Seonghwa sagte ihm, dass es bereits Abend war (theoretisch hatte Hongjoong 15 Tage lang geschlafen) und der Nachtwandler ihn begleiten konnte und Hongjoong war selten so froh gewesen.

Seonghwa erwiderte warm das schlichte Lächeln, das Hongjoong in seine Richtung warf.
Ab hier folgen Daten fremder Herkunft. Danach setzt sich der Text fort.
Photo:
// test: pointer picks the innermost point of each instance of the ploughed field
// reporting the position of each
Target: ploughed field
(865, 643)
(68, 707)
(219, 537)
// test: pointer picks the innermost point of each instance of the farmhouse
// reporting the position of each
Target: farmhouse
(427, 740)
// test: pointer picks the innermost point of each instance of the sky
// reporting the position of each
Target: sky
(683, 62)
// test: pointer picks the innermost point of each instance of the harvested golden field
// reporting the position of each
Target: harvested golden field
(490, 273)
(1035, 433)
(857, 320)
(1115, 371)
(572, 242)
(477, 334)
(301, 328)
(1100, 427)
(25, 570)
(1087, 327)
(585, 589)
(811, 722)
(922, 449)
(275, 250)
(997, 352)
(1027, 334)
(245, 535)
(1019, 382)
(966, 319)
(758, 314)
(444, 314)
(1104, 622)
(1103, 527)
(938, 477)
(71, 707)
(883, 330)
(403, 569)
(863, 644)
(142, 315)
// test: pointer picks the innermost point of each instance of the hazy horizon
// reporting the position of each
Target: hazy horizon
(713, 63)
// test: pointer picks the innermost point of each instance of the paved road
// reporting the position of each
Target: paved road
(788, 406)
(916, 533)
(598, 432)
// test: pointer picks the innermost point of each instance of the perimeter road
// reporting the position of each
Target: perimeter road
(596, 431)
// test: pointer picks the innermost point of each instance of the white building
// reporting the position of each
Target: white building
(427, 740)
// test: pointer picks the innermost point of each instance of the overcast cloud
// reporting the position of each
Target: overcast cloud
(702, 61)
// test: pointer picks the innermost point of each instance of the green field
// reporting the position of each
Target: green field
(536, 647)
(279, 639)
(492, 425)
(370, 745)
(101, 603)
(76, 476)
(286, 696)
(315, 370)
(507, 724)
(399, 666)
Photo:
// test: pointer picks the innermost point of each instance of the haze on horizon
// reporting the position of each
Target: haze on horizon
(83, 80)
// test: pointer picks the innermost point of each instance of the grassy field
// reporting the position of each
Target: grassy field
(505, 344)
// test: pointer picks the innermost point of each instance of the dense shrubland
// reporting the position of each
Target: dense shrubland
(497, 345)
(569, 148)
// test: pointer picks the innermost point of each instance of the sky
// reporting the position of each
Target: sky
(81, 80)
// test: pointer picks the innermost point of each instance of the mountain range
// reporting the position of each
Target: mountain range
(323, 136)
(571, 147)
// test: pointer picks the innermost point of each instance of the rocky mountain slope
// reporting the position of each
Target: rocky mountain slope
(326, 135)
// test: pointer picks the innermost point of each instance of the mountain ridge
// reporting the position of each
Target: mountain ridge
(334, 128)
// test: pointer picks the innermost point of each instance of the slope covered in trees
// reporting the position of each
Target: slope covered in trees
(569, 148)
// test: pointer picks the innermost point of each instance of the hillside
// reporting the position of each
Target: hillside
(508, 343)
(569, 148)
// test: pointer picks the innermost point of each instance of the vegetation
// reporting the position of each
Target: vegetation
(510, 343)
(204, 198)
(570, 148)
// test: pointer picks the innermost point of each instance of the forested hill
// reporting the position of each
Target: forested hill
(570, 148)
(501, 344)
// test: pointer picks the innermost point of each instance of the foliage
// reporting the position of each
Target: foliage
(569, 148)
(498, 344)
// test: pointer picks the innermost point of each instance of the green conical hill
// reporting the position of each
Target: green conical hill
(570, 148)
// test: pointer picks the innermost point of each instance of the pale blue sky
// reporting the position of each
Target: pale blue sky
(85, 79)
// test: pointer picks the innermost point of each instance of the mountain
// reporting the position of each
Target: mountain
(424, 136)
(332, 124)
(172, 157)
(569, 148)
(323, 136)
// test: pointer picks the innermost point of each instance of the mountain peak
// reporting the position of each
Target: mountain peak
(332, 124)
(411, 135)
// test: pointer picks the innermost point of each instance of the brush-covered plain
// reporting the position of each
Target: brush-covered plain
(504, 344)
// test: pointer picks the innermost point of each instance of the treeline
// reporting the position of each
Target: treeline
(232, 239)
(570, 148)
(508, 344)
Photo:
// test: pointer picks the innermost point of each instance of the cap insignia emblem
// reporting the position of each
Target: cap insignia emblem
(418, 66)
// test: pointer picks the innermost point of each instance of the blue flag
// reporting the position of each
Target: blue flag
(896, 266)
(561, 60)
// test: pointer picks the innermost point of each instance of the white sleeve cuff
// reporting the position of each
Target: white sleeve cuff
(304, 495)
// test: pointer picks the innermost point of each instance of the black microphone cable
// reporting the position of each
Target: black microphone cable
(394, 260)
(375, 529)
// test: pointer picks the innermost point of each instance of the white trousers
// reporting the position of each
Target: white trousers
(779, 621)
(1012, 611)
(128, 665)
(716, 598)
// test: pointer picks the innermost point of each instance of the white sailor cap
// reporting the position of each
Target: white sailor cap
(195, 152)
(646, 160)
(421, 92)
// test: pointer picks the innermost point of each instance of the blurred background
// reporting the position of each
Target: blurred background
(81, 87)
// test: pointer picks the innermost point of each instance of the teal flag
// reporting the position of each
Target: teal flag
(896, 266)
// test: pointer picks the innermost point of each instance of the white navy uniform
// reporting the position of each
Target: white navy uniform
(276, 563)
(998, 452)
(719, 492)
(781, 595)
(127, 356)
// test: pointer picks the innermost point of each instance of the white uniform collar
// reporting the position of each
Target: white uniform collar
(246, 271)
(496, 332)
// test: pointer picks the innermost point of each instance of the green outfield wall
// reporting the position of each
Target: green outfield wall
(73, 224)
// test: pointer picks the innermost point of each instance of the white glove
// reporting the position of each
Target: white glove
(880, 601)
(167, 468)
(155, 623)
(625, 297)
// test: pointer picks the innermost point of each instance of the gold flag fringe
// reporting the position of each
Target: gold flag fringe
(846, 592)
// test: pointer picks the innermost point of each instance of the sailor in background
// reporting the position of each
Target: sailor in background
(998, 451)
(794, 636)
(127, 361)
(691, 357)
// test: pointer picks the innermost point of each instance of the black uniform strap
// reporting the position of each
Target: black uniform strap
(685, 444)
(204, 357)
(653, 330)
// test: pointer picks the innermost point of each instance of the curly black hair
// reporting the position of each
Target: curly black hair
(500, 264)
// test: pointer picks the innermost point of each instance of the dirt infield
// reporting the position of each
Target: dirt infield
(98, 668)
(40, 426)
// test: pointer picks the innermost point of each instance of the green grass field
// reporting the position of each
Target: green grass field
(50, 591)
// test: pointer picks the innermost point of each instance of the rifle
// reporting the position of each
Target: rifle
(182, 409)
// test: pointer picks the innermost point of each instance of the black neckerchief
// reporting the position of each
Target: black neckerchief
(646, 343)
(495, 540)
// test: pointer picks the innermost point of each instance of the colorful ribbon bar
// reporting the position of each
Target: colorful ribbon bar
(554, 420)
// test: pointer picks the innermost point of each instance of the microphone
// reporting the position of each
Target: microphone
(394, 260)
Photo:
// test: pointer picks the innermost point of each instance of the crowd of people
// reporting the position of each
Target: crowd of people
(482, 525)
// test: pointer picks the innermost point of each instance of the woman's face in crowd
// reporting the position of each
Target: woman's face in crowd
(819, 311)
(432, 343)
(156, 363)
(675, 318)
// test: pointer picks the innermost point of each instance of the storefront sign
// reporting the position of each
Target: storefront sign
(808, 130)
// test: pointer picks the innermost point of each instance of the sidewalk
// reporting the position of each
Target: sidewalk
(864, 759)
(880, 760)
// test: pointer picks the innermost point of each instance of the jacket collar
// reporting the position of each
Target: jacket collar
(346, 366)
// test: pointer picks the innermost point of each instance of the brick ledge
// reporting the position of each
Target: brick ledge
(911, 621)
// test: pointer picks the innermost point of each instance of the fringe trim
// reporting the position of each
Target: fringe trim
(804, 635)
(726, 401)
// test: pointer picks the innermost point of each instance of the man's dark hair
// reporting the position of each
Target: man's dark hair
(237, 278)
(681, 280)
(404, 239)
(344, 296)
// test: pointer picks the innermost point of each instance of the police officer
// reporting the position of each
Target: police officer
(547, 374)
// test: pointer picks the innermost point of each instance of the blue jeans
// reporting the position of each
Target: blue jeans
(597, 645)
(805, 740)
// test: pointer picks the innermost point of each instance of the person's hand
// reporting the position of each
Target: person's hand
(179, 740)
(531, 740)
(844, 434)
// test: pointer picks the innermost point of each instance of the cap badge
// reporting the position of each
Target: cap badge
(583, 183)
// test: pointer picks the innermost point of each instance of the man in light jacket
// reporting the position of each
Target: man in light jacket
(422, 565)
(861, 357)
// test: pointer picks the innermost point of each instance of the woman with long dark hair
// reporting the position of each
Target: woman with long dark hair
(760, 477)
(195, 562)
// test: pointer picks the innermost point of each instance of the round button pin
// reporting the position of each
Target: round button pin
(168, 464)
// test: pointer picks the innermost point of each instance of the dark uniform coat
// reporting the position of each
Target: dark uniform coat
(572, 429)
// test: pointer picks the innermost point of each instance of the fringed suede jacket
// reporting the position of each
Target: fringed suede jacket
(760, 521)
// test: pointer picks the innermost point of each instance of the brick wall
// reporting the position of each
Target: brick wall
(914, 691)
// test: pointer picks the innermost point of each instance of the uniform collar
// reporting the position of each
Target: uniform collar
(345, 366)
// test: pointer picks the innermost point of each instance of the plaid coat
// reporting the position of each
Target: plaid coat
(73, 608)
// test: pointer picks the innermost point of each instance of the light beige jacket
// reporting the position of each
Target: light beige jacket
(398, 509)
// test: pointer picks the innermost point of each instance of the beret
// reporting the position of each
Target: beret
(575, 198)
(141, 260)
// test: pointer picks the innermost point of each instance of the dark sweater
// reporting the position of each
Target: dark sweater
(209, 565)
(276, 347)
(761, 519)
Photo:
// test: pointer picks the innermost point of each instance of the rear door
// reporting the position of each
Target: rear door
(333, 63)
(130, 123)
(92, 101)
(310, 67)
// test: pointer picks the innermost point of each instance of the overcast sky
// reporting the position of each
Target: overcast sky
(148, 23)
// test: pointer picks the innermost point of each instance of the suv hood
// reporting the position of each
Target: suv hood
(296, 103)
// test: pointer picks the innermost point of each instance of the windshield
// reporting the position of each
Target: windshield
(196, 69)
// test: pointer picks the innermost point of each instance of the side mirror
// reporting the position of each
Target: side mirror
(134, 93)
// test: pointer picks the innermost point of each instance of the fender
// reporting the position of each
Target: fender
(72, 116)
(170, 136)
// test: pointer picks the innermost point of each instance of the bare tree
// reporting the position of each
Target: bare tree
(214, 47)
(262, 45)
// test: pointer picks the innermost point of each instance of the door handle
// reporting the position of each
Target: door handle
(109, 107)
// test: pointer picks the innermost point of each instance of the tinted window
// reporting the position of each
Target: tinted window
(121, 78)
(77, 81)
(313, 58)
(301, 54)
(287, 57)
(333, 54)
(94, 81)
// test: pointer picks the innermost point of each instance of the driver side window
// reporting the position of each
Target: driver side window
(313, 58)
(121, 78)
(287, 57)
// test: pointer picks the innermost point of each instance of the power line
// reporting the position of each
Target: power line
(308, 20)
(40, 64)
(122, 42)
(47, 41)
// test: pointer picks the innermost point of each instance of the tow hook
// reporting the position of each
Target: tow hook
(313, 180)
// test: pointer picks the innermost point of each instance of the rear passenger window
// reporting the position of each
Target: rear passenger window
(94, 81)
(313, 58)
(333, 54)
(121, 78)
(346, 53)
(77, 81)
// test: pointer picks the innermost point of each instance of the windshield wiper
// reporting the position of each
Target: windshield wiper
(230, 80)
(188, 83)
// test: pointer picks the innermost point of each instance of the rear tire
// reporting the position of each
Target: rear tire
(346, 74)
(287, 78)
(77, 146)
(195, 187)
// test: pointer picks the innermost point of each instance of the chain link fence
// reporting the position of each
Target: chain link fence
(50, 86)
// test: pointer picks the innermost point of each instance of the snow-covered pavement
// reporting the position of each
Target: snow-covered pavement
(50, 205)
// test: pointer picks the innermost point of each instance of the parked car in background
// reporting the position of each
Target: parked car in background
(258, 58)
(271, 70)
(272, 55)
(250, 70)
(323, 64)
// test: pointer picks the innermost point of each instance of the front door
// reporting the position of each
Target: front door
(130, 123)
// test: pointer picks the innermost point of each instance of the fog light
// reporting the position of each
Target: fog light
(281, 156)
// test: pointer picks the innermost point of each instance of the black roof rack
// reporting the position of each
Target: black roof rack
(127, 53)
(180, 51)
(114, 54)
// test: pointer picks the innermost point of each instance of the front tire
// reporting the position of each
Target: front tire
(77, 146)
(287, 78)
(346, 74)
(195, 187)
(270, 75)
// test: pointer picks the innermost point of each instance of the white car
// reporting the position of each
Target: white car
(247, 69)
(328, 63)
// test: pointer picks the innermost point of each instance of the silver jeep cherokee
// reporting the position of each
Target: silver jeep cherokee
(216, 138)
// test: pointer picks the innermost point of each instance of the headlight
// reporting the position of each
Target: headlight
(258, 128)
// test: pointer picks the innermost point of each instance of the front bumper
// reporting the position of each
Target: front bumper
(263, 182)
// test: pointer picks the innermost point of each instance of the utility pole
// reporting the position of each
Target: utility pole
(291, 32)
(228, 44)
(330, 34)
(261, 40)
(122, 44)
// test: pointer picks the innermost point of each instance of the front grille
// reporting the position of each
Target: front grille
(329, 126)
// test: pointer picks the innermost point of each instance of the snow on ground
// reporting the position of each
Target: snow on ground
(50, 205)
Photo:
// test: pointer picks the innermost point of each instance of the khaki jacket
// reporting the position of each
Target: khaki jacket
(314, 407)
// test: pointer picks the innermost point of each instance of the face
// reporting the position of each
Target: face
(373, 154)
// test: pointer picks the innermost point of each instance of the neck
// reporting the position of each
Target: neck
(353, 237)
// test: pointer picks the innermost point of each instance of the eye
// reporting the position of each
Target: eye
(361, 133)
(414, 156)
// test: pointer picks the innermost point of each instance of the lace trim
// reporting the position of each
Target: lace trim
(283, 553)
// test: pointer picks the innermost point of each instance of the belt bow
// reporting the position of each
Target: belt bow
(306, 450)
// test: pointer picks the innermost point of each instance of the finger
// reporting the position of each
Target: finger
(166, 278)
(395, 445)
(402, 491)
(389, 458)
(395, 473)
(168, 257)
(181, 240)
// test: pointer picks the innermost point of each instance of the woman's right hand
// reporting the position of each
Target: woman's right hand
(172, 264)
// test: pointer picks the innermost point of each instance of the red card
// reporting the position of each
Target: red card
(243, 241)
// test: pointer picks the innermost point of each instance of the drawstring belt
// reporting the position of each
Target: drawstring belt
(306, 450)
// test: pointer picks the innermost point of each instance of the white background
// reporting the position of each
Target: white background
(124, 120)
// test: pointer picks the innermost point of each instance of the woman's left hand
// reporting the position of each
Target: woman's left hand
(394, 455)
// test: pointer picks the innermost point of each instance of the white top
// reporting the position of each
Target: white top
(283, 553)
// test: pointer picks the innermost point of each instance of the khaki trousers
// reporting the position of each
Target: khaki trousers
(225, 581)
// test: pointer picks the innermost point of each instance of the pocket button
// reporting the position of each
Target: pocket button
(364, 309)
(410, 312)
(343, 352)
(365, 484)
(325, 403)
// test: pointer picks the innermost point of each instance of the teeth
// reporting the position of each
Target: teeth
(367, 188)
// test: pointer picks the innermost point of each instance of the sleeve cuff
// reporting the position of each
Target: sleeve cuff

Sie liefen nicht direkt Hand in Hand, eher Arm an Arm, um ständig die Nähe des anderen bei sich zu wissen, aber Hongjoong kam der Gedanke jedes Mal, wenn Seonghwas Finger versehentlich die seinen streiften. Dem Piloten konnte es nicht anders gehen.

Der Abend war tatsächlich bereits in Trascen eingefallen, zeigte sich in seinem bleichen Mond und dem violetten Schimmern der Wüstenstadt. Eine bunte Vielfalt an Aliens bevölkerte hier zu allen Zeiten die Straßen, reger Handel wurde getrieben und überall piepten kleine Übersetzungsgeräte in den unterschiedlichsten Sprachen.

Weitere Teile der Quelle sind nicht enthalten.